Der schmierige Zauberkünstler Oscar Diggs gerät mit seinem Ballon in einen Wirbelsturm, der ihn in das sonderbare Land von Oz schleudert. Aufgrund seines Ballons und seiner Taschenspielertricks wird er für eben jenen Magier gehalten, der das Land einer Prophezeihung zufolge von der bösen Hexe befreien soll. Nur ist Oscar weder ein grossartiger Magier, noch sonstwie ein guter Mensch, sodass die Chancen nicht wirklich gut stehen für den Zirkusartisten…
Ganz klar – optisch holt Sam Raimi das Maximum aus Oz heraus, wo man auch hinschaut farbenprächtige Landschaften, schöne Kostüme und atemberaubende Städte.
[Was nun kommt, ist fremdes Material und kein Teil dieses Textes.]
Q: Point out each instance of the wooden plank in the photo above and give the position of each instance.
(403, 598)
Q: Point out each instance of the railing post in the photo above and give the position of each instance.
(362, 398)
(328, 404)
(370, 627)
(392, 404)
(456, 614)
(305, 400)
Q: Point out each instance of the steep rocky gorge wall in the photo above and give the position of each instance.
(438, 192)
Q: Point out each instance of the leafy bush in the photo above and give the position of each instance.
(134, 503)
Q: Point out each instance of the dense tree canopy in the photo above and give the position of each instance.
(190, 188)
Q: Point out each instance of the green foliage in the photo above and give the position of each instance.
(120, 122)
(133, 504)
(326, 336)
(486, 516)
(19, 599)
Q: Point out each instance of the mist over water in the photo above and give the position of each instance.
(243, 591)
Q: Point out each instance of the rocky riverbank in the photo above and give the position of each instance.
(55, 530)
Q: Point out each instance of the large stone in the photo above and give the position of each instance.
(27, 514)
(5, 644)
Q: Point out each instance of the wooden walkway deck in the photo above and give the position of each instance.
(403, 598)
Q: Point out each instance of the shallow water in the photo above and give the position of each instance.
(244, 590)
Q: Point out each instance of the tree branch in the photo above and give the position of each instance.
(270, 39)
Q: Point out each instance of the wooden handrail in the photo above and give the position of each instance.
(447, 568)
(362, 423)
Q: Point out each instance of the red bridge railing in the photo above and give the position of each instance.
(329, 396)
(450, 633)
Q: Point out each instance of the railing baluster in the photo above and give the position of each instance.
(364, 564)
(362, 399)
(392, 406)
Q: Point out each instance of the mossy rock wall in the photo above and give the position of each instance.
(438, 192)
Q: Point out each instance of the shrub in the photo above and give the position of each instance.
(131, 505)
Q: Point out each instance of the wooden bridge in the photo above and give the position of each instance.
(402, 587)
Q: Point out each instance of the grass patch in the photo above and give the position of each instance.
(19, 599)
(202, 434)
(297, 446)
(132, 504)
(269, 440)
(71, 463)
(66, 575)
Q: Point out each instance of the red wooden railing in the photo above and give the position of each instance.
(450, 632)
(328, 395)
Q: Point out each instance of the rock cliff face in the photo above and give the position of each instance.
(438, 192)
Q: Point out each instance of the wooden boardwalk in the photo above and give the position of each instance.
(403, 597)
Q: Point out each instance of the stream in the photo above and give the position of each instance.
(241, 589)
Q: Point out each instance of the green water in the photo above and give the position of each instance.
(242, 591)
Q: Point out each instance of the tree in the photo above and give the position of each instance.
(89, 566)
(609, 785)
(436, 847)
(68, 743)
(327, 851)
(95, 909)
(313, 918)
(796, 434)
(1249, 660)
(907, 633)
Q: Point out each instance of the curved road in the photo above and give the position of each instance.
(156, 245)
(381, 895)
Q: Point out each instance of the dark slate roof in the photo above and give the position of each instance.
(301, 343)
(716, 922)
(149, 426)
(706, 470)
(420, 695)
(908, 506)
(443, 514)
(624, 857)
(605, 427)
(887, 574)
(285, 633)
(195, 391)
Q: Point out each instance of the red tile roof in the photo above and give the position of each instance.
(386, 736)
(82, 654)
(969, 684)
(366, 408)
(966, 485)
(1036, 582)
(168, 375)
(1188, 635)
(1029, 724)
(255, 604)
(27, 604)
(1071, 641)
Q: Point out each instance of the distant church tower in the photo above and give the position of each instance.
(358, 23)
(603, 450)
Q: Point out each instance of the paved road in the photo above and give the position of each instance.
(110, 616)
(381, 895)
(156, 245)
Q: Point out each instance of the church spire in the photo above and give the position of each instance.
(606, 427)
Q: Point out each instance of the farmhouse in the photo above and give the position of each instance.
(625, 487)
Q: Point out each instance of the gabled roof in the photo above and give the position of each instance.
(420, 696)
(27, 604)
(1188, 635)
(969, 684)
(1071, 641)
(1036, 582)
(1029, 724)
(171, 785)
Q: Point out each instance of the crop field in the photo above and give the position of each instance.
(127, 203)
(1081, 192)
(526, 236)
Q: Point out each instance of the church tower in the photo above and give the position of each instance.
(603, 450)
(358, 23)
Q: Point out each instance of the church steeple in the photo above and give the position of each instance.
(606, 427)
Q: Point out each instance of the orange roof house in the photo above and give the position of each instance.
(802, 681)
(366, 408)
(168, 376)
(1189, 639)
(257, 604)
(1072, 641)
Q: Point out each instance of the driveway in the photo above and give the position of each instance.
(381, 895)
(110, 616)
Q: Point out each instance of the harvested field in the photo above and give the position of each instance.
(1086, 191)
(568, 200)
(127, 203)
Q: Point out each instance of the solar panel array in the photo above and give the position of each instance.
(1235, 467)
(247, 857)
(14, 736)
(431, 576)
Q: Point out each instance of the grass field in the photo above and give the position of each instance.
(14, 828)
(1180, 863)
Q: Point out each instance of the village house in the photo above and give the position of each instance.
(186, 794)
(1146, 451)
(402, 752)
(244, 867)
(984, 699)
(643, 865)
Auch das 3D ist endlich wieder mal lobenswert und fasziniert. Und wenn dem Zuschauer dann Speere und Feuerbälle ins Gesicht schiessen, zuckt selbst der 3D-resistenteste Kinogänger zusammen. Bei all dem Augenschmaus zeigt sich auch deutlich, dass das Verkaufsargument „Von den Machern von Alice in Wonderland“ mehr als nur Verkaufsargument ist – an allen Ecken und Enden erinnert der Film an Tim Burtons erfolgreichsten Film. Das beginnt bei einer Eröffnungsszene, die von Danny Elfmans virtuosen Klängen untermalt wird (hiess es nicht mal „nie wieder mit Raimi?“) und endet irgendwo bei den schrägen Einfällen und dem schwarzen Humor.
Leider ist das, was hinter der schönen Fassade steckt, nicht ganz so berauschend. Es ist sicher toll, dass der Film nicht einfach dieselbe Story abermals durchkaut, sondern etwas erzählt, was bisher noch nie erzählt wurde. Nur bleibt leider ein grosser Teil der Story auf der Strecke. Die wenigen Plottwists sind ziemlich vorhersehbar und stellenweise hat das Drehbuch eben schon seine Längen und holpert eher schlecht als recht voran. Auch schauspielerisch ist der Film ziemliches Mittelmass – die Hexen sind durchs Band stinklangweilig und haben neben dem mit viel Charme und Spielfreude agierenden James Franco nichts zu melden. Es sind vielmehr die nicht-menschlichen Figuren, die gefallen – Oscars affiger Assistent Finley, das zerbrechliche „Little China Girl“ (gesprochen/gespielt von Joey King) und der grimmige Knuck mit seiner Fanfare.

Für seinen Titel kann Oz: The Great and Powerful nicht viel, und Raimi gibt sich auch viel Mühe, zu beweisen, dass ein dämlicher Titel noch lange nicht bedeutet, dass auch der Streifen selber dämlich ist. Letzten Endes geht sein Plan auch auf, zumindest ein bisschen: Der Film ist optisch richtig atemberaubend und eine liebevolle Hommage an den bald 75-jährigen Klassiker, leider ist er aber erzählerisch so handzahm wie ein ängstlicher Löwe, dass man nur hoffen kann, dass, wer auch immer die Fortsetzung drehen wird, mehr aus der Story herausholt.